I grew up reading comic books from DC and Marvel, so Jeffrey R. DeRego's Union Dues series on Escape Pod was a natural. These stories are darker and far more complex than the squeaky clean superheros of my youth. The Union is an analog to the Justice League of America, but isn't entirely benevolent.


I have to preface the rest of this by telling you about my nightmares. Waves of zombies attack while I try to kill them with an endless supply of assault rifles, most of them loaded with blanks or incapable of firing at all. Surely there's something Freudian in this, but I'm not going to find out. Anyway, the dreams always end with me waking up, heart pounding, and unable to get back to sleep. Several times I've been combative, once going so far as to kick Mary in the butt. This does little to inspire marital harmony at 3AM, but that's another tale for another time. Zombies are a common thread in the following.

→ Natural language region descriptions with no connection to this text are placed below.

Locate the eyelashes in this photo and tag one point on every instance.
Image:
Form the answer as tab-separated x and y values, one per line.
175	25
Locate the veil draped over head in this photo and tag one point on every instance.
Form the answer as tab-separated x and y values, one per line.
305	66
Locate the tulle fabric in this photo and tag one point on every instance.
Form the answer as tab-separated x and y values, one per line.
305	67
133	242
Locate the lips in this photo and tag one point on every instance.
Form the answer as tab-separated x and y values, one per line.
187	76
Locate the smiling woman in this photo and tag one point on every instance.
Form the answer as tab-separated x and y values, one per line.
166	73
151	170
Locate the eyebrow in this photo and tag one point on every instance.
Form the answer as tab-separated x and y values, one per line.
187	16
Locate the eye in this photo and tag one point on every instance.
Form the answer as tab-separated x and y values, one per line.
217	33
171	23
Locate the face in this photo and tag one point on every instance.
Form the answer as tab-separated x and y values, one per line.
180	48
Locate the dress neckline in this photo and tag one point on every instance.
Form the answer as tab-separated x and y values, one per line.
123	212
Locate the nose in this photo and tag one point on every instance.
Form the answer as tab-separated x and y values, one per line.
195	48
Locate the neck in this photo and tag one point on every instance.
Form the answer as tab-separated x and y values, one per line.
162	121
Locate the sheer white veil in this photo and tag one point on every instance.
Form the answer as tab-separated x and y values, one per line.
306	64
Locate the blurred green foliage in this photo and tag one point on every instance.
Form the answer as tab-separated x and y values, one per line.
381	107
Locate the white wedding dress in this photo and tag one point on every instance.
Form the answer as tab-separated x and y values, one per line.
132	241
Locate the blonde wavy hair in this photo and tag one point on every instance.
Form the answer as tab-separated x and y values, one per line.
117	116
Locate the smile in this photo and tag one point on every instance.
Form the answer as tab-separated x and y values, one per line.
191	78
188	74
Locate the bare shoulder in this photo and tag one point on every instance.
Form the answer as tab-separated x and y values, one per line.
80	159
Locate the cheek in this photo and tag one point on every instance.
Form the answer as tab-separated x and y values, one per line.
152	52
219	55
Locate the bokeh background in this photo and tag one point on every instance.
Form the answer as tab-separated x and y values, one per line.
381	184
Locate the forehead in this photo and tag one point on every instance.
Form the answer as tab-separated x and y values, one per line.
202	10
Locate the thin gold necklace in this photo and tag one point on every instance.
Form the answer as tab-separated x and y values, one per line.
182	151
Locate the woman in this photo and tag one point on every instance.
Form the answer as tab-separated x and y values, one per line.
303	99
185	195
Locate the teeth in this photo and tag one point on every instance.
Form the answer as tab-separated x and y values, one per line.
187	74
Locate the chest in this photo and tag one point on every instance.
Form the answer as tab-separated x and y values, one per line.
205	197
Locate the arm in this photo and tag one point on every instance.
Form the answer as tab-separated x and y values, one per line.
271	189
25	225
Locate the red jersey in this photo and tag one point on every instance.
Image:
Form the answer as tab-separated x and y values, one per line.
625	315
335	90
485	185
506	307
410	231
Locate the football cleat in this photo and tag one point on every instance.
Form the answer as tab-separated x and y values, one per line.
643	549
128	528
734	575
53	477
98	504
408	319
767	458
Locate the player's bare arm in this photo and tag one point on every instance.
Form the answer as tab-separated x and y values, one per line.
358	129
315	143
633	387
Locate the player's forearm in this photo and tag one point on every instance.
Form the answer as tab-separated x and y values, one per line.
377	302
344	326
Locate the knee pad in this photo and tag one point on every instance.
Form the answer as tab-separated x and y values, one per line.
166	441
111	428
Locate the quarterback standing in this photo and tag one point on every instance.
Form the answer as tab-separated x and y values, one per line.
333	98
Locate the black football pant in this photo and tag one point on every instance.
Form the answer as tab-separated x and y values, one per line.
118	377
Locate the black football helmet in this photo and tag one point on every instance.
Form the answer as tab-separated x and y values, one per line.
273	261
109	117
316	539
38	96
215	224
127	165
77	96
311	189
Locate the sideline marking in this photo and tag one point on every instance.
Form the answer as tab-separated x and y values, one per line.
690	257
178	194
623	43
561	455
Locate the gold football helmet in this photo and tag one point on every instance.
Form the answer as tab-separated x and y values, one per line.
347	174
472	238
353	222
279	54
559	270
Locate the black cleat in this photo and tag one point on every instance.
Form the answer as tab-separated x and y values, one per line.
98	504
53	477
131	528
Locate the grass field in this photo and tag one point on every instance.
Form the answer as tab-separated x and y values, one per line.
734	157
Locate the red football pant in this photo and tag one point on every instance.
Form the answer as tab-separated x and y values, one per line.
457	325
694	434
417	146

The first is a comedy by Patrick E. McLean, How to Succeed in Evil. Edwin Windsor lives in a weirder and much funnier universe where superheros are clownish buffoons, cops are corrupt, and super villains are hobbled by some serious oversights in their plans for global domination. Edwin is an evil efficiency consultant, assisting the super villains with their pension plans, investments, and all the other accouterments of modern business, until he goes off the rails himself.


One of these stories struck a chord with me. There's a brief bit of telephone conversation involving a call to a customer service number answered by zombies. The company downsized and cut costs, so the humans had to go. If you've made some of these calls, you may think that having a zombie answer the phone isn't much of a stretch, but I assure you it probably doesn't happen often in real life. Here's the download for Cheap Labor Part 2.


Then there's Mur Lafferty's Takeover, a story about a small company that's been acquired by a much larger one staffed, you guessed it, entirely by zombies. If you work in a big corporation, you already know the cast of characters, the management pep talks, the office romances, the HR policies intended to merge two wildly opposite cultures, and even the petty squabbles over coffee in the break room. I have to admit that the idea of an upper management staffed by zombies is darkly humorous. Good clean fun, with brains.


Tales of World War Z is the other end of the spectrum. The stories of the zombie apocalypse on this website are firmly in the horror category rather than comedy. There's a World War Z podcast available through iTunes and Audible also.


Between all the coffee and the walking dead, it's a wonder I get any sleep at all.